Tuesday, July 6, 2010
Mostly I have been inspired by a blog I read by dreamphemera about relationships. My chin was on the table at how precisely I felt she had put all of my confusion into a deeper, clearer perspective. I gained the most in recognizing who and what I want from my own friendships and what I do not want to have to agree to anymore.
As a child I was taught to include everyone in my life, my sacred space of me, or God will be disappointed. This, I believe was an expanded truth from my mother, sunday school teachers, etc. of the Golden Rule- which I have now revisited. To treat another as I would chose to be treated is a truth for me that reflects my desire to treat myself the way I want to be treated and to be an example of that for others. If I am unthoughtful of my time, energy and needs- so too will others be.

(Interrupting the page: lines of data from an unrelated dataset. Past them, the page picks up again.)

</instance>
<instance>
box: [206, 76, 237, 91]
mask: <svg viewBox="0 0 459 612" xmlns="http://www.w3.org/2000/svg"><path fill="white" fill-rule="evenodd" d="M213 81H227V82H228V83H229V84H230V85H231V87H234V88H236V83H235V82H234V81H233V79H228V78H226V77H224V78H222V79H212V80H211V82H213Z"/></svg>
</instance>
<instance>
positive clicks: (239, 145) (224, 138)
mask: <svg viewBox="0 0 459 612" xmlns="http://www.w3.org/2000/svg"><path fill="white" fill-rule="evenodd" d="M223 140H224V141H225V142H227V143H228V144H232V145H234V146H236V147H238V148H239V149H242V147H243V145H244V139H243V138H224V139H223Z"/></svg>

Being a healer, counselor and all around loving person I have forced myself in many moments to feel guilty over NOT wanting to be someone's friend. I have learned that if I give my time away to everyone who wants it, I do not have time to give to those I want to give it to- including myself. The greatest challenge in these situations, and they do occur regularly, is that a voice inside of me likes to tell me how "mean it is to tell someone no" when they are asking for my friendship.
I have decided I cannot or will not give out my friendship like bread crumbs to all the hungry birds- for it leaves me starving for myself. I can however offer kindness, compassion and when appropriate, my time, IF it feels good to me to do so.
I find that I have been lacking in this skill. Recently a "friend" called me for advice. This is a friend I have only heard from a few times in the last year and always it was for advice (free counseling) over the phone. She has been to see me as a client and student but decided it was more to her advantage to be friends with me. I agree that for her it was a prime choice to make. But for me, I found myself feeling used and not speaking up about it. Why?
Why did I not say to her, "sounds like you need to make an apt. with me"? Me, who preaches this lesson to all of my students, why did I fail myself?
The answer, I discovered, was because I had allowed the lines between us to blur. I allowed the boundaries of our relationship to become undefined. I had catered to her desire for the friendship while I knew in my heart it was a one way street. I did this because I felt guilty about not wanting a relationship with her, because I was worried about what she would say to others if I told her how I really felt. I was afraid of being judged and condemned. Damn! and I thought I was beyond that. Think again...
My intuition had quietly been telling me the truth all along- "She isn't honoring your time because you aren't asking her to. She doesn't really want a friendship, she wants a mother, a caretaker, a giver."
I had to stop, admit the truth and apologize to myself and then be willing to move forward. I decided to hold a clear boundary in place for a future and current relationships.
Being a teacher, mentor and counselor I offer much love and connection on a daily basis to my students and client's but I am learning this time and love does not have to go beyond our agreed upon relationship.
In getting clear about what I need, I must now get clear on how I support myself in acting from this place. How I can say "no thank you" to those who want more with kindness and directness? How can I stand firmly in what I know and feel good about it? These are the questions I am asking myself now.
My new self care standard requires me to evaluate if the friendship is 1) something I truly desire and 2) will offer me as much as I am offering it. If I cannot fully say YES to both of these statements I WILL NOT permit myself to agree to the relationship. I will kindly decline the invitation for lunch, or to "get together" outside of work. I will not explain myself or allow myself to feel guilty about it any longer.
To remember as dreamphemera put it: "I know that I teach people how to treat me – so, I’ve decided to be a better teacher. And, I’ve come to realize that just because someone wants a relationship with me, it doesn’t mean I am obligated to return the sentiment – I can be compassionate, and be discerning. They are not mutually exclusive."